A Escritora em Braille - Peça Curta Teatral
Documento: Peça teatral
Número de páginas: 17 laudas
Autora: Maria Sobral
São Paulo, Abril, 2011.
PERSONAGENS
Lúcia Antero
Célio Antero – marido de Lúcia, deficiente visual falecido
Armênia Aguiar – mãe de Célio
Isabela Saiz – amiga de Lucia
AndreaSoto–policial CENA I
Tarde, interior de um apartamento quarto-sala na Rua Matias Aires. Lúcia que acaba de voltar do enterro do seu companheiro está vestida de preto escorada na porta fechada como se tivesse acabado de fechar a porta após uma pesada caminhada sozinha desde o cemitério. Lúcia anda e dirige-se à cama onde se senta e fala olhando para as paredes.
LÚCIA:
No dia em que o mundo acabou, meu nome era Lúcia e eu tinha acabado de perdê-lo. Em meio a uma multidão de pessoas possíveis, encontrei um deficiente visual que conseguia o que ninguém, nenhum outro homem tinha até então conseguido: ele me via. Logo ele. Ele ouvia o ritmo da minha respiração intercalando o som da minha voz e minhas palavras. Sabia o detalhe certo do meu ânimo momentâneo. Ele me cheirava ao seu redor e através do odor do meu suor ele identificava imediatamente o quanto eu tinha me apressado para chegar a um local, ou a chegada do meu mênstruo, ou mesmo todo o meu último entorno mais recente. ‘Você cheira a fruta!’, acertava sempre. Ele me tocava as mãos, ou a pele, e já sabia se eu estava nervosa, feliz, fleumática ou leve pela temperatura da minha pele e o movimento dos meus dedos nos dele. Admito que pensei por tempos que a sensibilidade natural aguçada que ele tinha, aliada à minha vulnerabilidade emocional quando junto a ele, era o que me dava forma nos seus olhos internos.

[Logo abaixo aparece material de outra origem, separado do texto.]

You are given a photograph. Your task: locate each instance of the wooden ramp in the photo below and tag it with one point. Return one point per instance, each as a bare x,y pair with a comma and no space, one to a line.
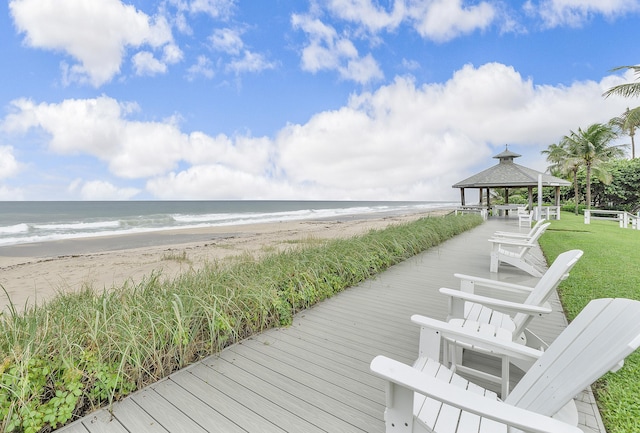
314,375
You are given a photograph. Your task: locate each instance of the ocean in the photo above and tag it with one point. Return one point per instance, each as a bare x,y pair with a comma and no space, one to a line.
47,221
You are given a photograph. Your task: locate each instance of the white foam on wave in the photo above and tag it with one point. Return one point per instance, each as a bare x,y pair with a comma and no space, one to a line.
46,232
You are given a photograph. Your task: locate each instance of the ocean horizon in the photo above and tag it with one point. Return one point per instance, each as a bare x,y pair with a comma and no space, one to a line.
26,222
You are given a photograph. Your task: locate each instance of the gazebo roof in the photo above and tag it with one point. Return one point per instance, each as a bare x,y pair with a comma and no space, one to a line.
507,174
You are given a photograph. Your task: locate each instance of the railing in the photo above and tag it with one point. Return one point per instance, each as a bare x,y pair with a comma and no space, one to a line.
623,218
546,212
472,209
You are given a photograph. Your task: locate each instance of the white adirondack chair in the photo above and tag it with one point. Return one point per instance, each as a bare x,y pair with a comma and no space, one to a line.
428,397
517,253
524,216
504,319
519,235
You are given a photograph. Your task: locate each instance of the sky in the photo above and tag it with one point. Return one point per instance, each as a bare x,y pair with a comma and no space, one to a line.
296,99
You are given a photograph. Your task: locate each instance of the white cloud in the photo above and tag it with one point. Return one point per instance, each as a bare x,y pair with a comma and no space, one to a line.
11,194
227,40
401,141
9,166
101,190
250,62
218,182
575,12
203,67
438,20
172,54
329,51
96,34
144,63
373,17
444,20
99,127
214,8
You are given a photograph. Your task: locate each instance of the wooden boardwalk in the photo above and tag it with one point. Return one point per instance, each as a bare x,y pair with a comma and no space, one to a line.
314,375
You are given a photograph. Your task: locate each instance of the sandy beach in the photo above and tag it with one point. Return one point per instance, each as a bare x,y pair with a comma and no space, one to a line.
33,273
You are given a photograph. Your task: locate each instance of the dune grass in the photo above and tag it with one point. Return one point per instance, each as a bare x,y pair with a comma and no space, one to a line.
85,350
608,269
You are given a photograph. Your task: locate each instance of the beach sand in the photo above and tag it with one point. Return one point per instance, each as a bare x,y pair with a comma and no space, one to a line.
35,273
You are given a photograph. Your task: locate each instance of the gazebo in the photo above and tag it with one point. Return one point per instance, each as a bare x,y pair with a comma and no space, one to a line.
507,174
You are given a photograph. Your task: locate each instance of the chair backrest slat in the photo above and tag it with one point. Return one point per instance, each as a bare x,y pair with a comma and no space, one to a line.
601,336
557,272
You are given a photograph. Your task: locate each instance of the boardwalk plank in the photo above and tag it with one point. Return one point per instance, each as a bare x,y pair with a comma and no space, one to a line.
204,415
169,416
102,422
284,392
235,411
243,387
134,419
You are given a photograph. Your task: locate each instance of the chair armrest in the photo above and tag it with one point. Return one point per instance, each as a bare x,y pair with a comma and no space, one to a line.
507,307
408,380
454,332
510,235
493,284
512,242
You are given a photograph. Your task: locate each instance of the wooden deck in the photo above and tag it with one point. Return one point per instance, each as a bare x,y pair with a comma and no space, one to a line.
314,375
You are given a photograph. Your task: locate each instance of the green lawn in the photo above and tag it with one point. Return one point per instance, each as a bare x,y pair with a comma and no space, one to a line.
608,269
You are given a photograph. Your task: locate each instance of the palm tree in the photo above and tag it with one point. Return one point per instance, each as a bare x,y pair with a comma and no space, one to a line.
592,146
627,123
564,163
627,90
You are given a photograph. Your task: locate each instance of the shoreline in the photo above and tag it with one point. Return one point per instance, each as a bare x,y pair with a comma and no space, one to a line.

Porém, eu nunca fui uma mulher óbvia. Sempre camuflei os meus próprios pensamentos muito bem, com indiferença a eles ou dando importância às minhas oscilações de humores. As pessoas que se diziam dadas a certa sensibilidade, seja de tom espírita, mediúnica, ou medíocre apelidavam-me de sorrateira ou manipuladora. Quem sente, sofre.